Another run at first overall is not how this season was supposed to go, and when sports teams fail to meet even the most modest expectations set out for the team, people tend to lose their jobs. This is what happened when the Oilers finished last for the first time, in 2009/10, after Steve Tambellini brought in Nikolai Khabibulin as a free agent and spent to the salary cap. The men who got axed for the team's failure that season included the head coach, Pat Quinn, assistant general manager, Kevin Prendergast, and training staff.
2010/11 was pretty much victim free, since the plan that season was always to finish at or near the very bottom of the league, but by 2011/12 the team was supposed to be turning a corner, and even though the team had stockpiled and was regularly playing teenagers, the team's fortunes did not improve. And so the man who replaced Quinn as the team's head coach, Tom Renney, was shown the door. To reassure fans that Rebuild 2.0 was on track and that the team would soon return to its former glory, Steve Tambellini was given a multi-year extension that same summer. Kevin Lowe had this to say at the time:
Three years ago we asked Steve to begin a rebuild which we all know hasn't been easy. However, Oilers fans can take some consolation in the fact that Steve and his staff have acquired some amazing talent which will most definitely be the cornerstone to future sustained success for the Edmonton Oilers.
Unfortunately for Tambellini the future success that is guaranteed by having three first overall picks on your roster didn't come soon enough and he was fired within a year of signing his extension, the victim of another disappointing season. For those keeping track at home, the lockout shortened 2013 season was the third outright failure in four years, the only successful season being when the team intentionally tried to be terrible. And 43 games into this season the song remains the same.
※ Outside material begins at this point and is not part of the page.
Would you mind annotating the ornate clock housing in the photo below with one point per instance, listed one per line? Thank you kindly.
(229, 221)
This team isn't close to competing and Rebuild 2.0 is looks more like the rebuilds of the Panthers, Thrashers, and Blue Jackets than it does the Penguins, Blackhawks, or Kings.
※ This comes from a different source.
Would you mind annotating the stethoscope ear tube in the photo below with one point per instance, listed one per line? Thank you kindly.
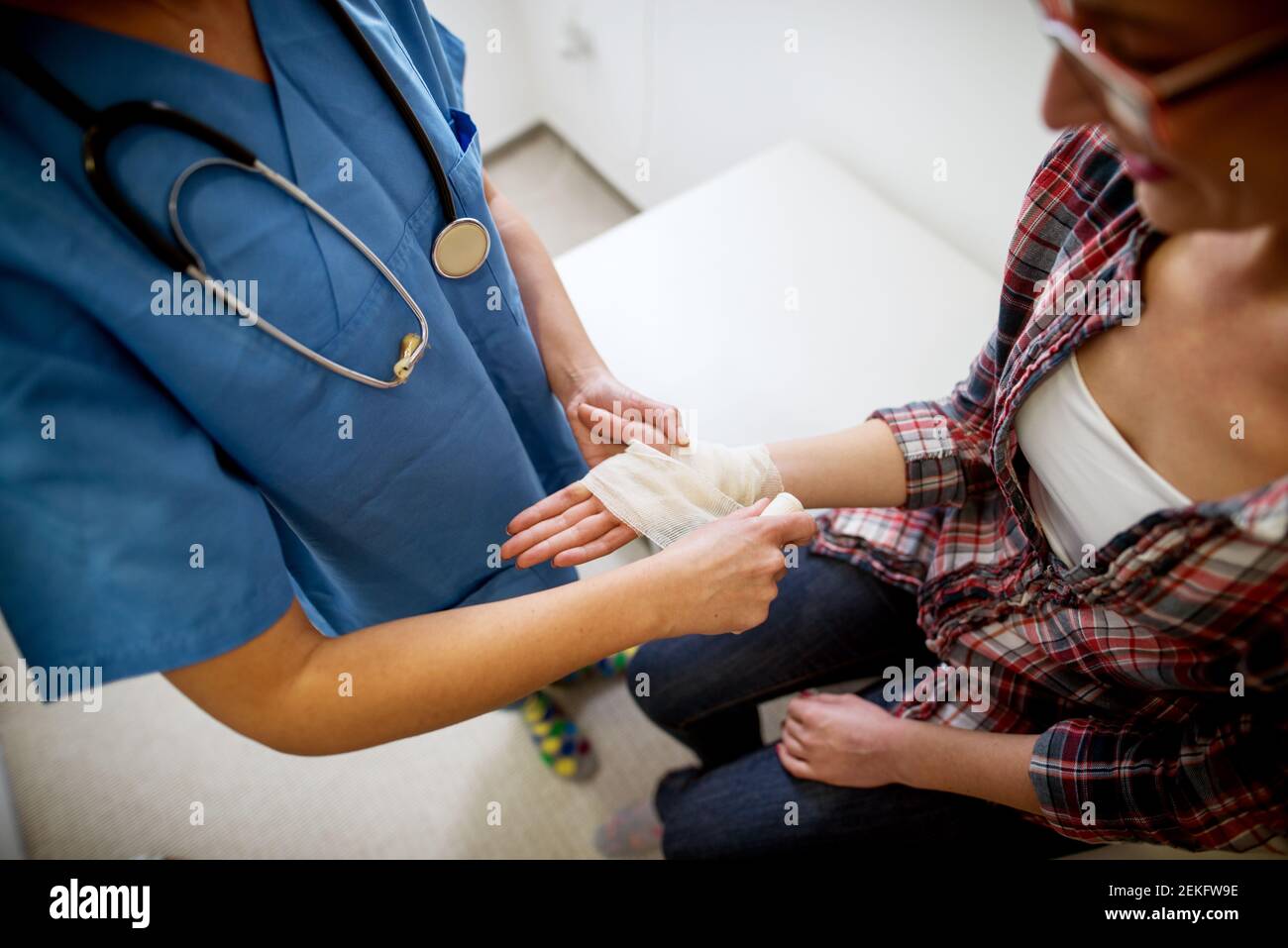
(99, 136)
So who will be the man blamed for the failure of this season? The usual suspects are available, the head coach and the general manager, but they were both hired just last summer. Dallas Eakins and Craig MacTavish both know that eventually they will be fired, that's the nature of their jobs, but either being pushed out the door this season seems very unlikely. More likely I think, is that sights would be aimed a little higher up the managerial depth chart at Kevin Lowe, President of Hockey Operations.
Lowe's history with the club is well documented. He was the team's first selection in the 1979 Entry Draft. He scored the team's first goal in the NHL. He was part of all five of the Oilers Stanley Cup winning teams and was the team captain for a period. After retiring he was an assistant coach for a season before taking over as the head coach the team for a year, and was the general manager from 2000 until 2008 he was promoted to his current position. Since being drafted in 1979 he's been a part of the Oilers franchise for all but four years. And this might well be his last season.
The fans are fed up and with increasing frequency the media isn't toeing the company line anymore. Something, or someone, is going to have to change. Like I said before that could be Eakins or MacTavish but I have my doubts and to be honest even if they wanted to go that route I suspect that wouldn't be enough to satisfy the masses. At this point it has to be the one thing that's been common to the last eight years of failure; it has to be Lowe that goes this time around. If this doesn't happen then it should be clear to everyone that the Oilers owner, Daryl Katz, is more interested in hanging out with his dynasty era buddies and real estate deals than he is with building a winning team. And if that's the case I'm going to have a very tough time even pretending to care anymore.